Asian businesses should review their business travel behaviour and
implement cost-saving strategies to overcome the region's rising
airfares, according to a new study by FCm Travel Solutions.
Asia's thriving economies have helped spur demand for intra-regional
and international air travel, and driven positive changes for the
travel industry in recent years. But one result has been rising flight
prices. Identifying non-essential travel and opting for more
economical flights are two of the suggested measures for maintaining
or reducing corporate travel budgets as ticket prices continue to
climb.
"The evolution of our industry has been exciting, but the downside for
companies and their travellers is a higher price for air travel," says
Joseph Kao, Director of FCm Travel Solutions Asia.
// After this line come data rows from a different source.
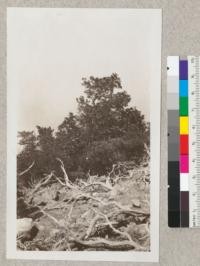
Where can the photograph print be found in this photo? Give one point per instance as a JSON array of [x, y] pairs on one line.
[[83, 101]]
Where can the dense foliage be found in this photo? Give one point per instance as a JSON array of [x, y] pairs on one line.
[[104, 131]]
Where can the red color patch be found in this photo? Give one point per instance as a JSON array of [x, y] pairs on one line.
[[184, 146]]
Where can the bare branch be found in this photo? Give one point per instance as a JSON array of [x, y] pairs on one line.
[[64, 171], [111, 245]]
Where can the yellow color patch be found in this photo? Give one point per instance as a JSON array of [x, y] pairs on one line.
[[184, 125]]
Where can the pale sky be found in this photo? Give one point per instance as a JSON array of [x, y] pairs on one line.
[[50, 50]]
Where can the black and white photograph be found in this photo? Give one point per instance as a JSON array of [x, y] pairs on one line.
[[83, 89]]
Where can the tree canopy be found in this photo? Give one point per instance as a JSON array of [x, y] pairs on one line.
[[105, 130]]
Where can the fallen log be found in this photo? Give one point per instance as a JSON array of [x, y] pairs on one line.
[[98, 243]]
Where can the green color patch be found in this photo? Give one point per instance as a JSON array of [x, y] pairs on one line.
[[183, 106]]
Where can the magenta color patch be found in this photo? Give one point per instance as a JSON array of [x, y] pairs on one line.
[[184, 164]]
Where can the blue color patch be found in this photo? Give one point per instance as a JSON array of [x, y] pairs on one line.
[[183, 88]]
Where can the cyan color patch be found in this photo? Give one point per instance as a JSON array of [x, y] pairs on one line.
[[183, 88]]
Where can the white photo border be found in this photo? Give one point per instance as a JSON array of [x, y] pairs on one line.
[[155, 104]]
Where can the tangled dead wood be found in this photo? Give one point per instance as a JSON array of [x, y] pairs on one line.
[[104, 216]]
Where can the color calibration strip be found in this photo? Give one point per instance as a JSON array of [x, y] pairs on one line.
[[183, 104], [184, 136], [173, 141]]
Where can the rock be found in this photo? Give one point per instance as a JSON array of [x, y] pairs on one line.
[[136, 203]]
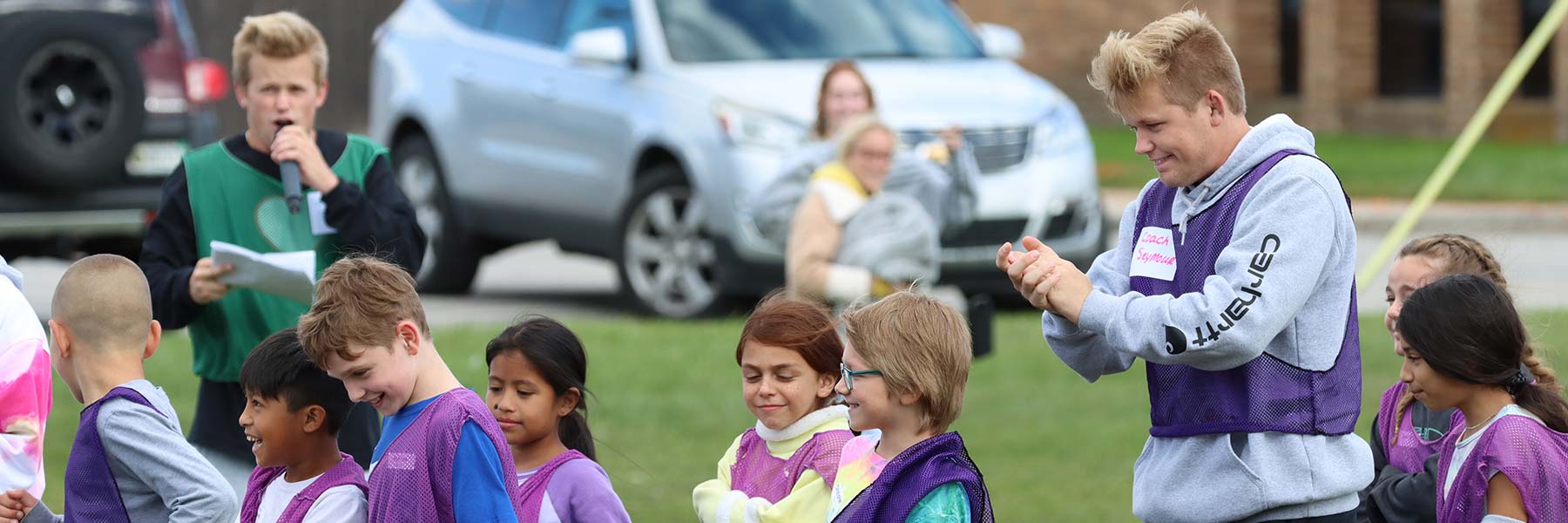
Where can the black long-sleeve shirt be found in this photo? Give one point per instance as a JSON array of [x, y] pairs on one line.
[[1396, 497], [375, 219]]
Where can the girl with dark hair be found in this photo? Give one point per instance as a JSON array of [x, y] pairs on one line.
[[1465, 348], [538, 374], [1405, 434]]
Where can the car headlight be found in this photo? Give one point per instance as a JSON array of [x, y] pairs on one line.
[[1060, 131], [758, 129]]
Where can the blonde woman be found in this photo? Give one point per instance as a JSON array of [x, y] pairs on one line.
[[848, 237]]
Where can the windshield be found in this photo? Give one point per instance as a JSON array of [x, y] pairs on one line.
[[723, 31]]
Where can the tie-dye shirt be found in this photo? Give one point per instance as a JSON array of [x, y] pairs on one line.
[[858, 468], [25, 390]]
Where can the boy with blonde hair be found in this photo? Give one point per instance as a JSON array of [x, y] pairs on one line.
[[1233, 278], [903, 372], [438, 438], [129, 460], [233, 192]]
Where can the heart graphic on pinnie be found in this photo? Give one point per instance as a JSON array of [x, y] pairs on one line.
[[282, 229]]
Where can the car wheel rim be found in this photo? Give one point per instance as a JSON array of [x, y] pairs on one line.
[[419, 181], [666, 256], [68, 95]]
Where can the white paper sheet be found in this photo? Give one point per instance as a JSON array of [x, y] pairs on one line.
[[289, 275]]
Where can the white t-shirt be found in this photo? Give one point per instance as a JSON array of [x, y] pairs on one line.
[[1466, 445], [342, 503]]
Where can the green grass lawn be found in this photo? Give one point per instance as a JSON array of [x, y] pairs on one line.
[[1393, 166], [666, 403]]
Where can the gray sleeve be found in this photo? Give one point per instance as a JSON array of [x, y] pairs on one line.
[[1087, 352], [41, 514], [1283, 236], [139, 442]]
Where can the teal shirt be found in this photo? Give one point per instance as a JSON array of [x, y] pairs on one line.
[[946, 505]]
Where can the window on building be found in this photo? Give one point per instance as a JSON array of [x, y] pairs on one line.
[[1538, 80], [1410, 47], [1289, 46]]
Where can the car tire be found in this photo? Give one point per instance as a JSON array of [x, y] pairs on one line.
[[668, 264], [71, 104], [452, 258]]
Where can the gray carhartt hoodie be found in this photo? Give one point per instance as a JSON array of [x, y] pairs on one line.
[[1238, 476]]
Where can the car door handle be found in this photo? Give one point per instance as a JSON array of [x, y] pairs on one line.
[[466, 72], [543, 90]]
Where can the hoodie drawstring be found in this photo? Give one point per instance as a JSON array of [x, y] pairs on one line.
[[1192, 209]]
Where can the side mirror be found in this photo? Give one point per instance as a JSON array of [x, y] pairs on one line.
[[603, 46], [999, 41]]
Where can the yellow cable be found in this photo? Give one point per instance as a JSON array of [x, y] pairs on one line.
[[1473, 131]]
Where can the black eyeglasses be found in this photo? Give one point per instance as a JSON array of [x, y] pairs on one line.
[[848, 376]]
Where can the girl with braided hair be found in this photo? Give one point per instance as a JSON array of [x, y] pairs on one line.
[[538, 374], [1465, 348], [1405, 434]]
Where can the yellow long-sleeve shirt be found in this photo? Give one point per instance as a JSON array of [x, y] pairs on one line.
[[717, 501]]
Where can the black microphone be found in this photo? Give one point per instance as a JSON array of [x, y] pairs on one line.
[[289, 172]]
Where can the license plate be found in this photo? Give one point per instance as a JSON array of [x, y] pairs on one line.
[[156, 159]]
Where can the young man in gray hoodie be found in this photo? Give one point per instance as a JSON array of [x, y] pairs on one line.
[[1233, 278]]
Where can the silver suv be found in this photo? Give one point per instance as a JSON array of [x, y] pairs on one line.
[[642, 129]]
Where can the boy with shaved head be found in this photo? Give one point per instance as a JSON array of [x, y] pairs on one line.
[[129, 460]]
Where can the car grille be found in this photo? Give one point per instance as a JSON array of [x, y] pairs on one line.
[[995, 148]]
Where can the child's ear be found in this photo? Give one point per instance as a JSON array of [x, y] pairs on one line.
[[154, 336], [314, 418], [409, 335], [568, 401], [825, 382], [62, 336]]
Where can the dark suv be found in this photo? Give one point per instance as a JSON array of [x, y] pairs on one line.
[[98, 103]]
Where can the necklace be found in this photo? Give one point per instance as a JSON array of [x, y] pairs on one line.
[[1484, 421]]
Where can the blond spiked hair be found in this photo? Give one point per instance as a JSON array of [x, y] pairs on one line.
[[1184, 55], [278, 35]]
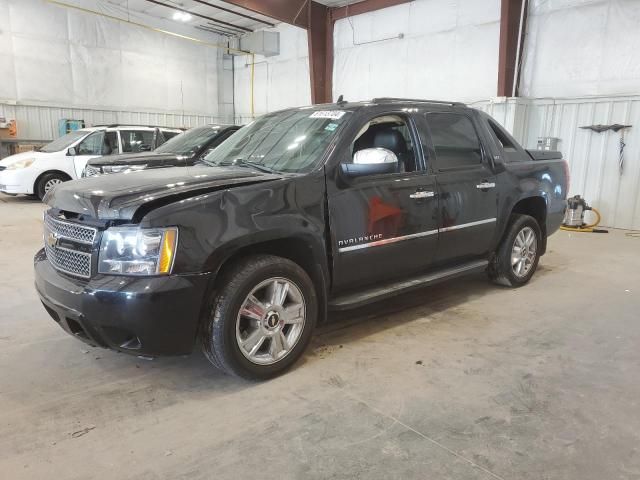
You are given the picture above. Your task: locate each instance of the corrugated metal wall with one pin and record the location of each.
(41, 122)
(592, 157)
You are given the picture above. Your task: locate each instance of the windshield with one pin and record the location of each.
(289, 141)
(62, 143)
(189, 142)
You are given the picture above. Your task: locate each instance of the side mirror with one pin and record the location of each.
(371, 161)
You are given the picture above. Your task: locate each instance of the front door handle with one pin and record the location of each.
(422, 194)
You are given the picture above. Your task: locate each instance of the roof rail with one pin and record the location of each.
(114, 125)
(438, 102)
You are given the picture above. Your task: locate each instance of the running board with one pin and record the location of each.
(357, 299)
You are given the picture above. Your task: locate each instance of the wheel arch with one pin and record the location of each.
(48, 172)
(535, 206)
(303, 250)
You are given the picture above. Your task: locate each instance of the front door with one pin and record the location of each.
(466, 188)
(384, 226)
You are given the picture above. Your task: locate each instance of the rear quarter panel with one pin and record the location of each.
(525, 179)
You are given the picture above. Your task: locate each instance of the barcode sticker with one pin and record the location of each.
(331, 114)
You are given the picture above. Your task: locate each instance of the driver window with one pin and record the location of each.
(390, 132)
(92, 145)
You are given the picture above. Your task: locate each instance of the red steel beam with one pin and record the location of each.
(319, 21)
(510, 36)
(320, 52)
(320, 39)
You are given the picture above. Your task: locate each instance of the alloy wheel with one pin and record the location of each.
(270, 321)
(524, 251)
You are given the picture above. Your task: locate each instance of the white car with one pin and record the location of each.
(37, 172)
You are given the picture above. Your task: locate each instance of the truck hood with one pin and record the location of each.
(119, 196)
(134, 159)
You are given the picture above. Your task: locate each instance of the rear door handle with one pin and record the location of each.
(422, 194)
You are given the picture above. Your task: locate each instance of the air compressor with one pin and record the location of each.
(574, 217)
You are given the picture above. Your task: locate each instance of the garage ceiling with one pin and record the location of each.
(224, 17)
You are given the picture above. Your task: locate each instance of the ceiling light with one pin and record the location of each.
(181, 16)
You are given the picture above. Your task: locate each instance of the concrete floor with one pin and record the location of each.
(464, 380)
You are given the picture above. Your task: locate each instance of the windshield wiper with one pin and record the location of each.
(240, 162)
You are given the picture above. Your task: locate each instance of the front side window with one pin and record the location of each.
(392, 133)
(169, 134)
(291, 141)
(110, 146)
(92, 145)
(134, 141)
(455, 140)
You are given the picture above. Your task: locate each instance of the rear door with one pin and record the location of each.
(466, 187)
(383, 226)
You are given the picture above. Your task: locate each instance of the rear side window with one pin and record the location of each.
(455, 140)
(110, 146)
(504, 139)
(136, 140)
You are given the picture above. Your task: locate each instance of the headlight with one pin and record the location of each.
(21, 164)
(122, 168)
(138, 251)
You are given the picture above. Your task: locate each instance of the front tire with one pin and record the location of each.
(261, 317)
(518, 255)
(48, 182)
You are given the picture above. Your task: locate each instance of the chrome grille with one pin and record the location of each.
(69, 261)
(71, 231)
(66, 258)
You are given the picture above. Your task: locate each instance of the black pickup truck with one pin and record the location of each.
(301, 211)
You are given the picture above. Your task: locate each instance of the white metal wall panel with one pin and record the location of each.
(41, 122)
(581, 47)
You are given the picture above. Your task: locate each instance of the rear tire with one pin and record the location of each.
(261, 318)
(518, 254)
(47, 182)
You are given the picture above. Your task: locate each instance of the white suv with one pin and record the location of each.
(35, 173)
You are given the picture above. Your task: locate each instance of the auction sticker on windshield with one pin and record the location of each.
(331, 114)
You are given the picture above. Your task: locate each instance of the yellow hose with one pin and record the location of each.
(584, 228)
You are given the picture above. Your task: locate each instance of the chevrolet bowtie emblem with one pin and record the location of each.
(52, 240)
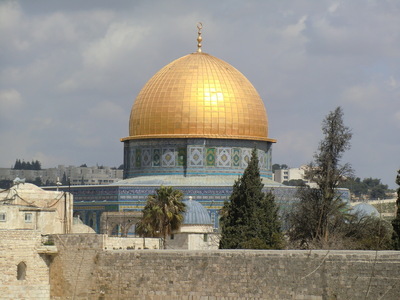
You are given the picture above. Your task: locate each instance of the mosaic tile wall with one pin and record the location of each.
(91, 201)
(193, 156)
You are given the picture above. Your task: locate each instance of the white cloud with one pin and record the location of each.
(363, 96)
(118, 43)
(10, 102)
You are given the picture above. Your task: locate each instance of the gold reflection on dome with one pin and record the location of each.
(198, 96)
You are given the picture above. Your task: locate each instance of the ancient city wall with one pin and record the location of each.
(22, 247)
(82, 270)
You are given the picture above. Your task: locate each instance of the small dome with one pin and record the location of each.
(365, 209)
(198, 96)
(195, 214)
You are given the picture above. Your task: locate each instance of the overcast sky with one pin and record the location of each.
(71, 70)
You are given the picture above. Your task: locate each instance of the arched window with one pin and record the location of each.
(21, 271)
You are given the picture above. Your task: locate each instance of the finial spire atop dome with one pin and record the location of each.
(199, 38)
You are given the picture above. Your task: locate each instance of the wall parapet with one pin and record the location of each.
(258, 274)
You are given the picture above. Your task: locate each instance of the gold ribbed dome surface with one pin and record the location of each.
(198, 96)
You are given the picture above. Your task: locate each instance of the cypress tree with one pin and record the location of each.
(396, 221)
(250, 220)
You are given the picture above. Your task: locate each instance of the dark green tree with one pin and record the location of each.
(396, 221)
(162, 214)
(327, 173)
(249, 220)
(294, 182)
(64, 180)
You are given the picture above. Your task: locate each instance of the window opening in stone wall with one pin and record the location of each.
(205, 237)
(21, 271)
(28, 218)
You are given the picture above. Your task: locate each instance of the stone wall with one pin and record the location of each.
(83, 270)
(23, 247)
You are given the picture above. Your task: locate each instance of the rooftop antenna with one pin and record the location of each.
(199, 38)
He adds that
intra-Asia business travel, along with rising fuel costs, wide-scale
purchasing of new aircraft, and a shift towards a commission-free
travel industry environment have all influenced airlines to increase
their fares.
Meanwhile, the arrival - and fast growth - of new low-cost carriers
has created price wars, including penalties and fare restrictions, on
competitive routes. And on government-controlled routes the number of
carriers has been limited, thereby reducing competition and increasing
fares.
There are a number of strategies to help companies combat these
increases and help prevent travel spend from spiralling out of
control, Kao says. "The first step is to carefully consider whether
all business travel is absolutely needed. Businesses can save up 10 to
60 per cent on their total air spend by replacing non-essential travel
with video or teleconferencing. And this pays dividends to the
environment as well."
For all business travel that is deemed essential, fares should be
booked as early as possible. This not only guarantees the traveller a
seat, but can save up to 15 per cent on the company's air travel, Kao
says. Reconsidering the class of air travel is another cost-saving
strategy. "Companies need to assess whether their people really need
to travel business class, particularly on short-haul and domestic
trips. If the journey is not long-haul, premium economy can offer a
great alternative at 25 to 50 per cent less than a business class
fare.
Corporate culture can be a critical factor in achieving cost
reductions. "In many companies, it often takes some simple changes to
the way they book their travel, and their attitudes towards business
travel," Kao says. "It's extremely important that company travellers
and bookers are educated on the need for change, that their managers
lead by example, and that a central travel policy is in place to
support a consistent approach company-wide."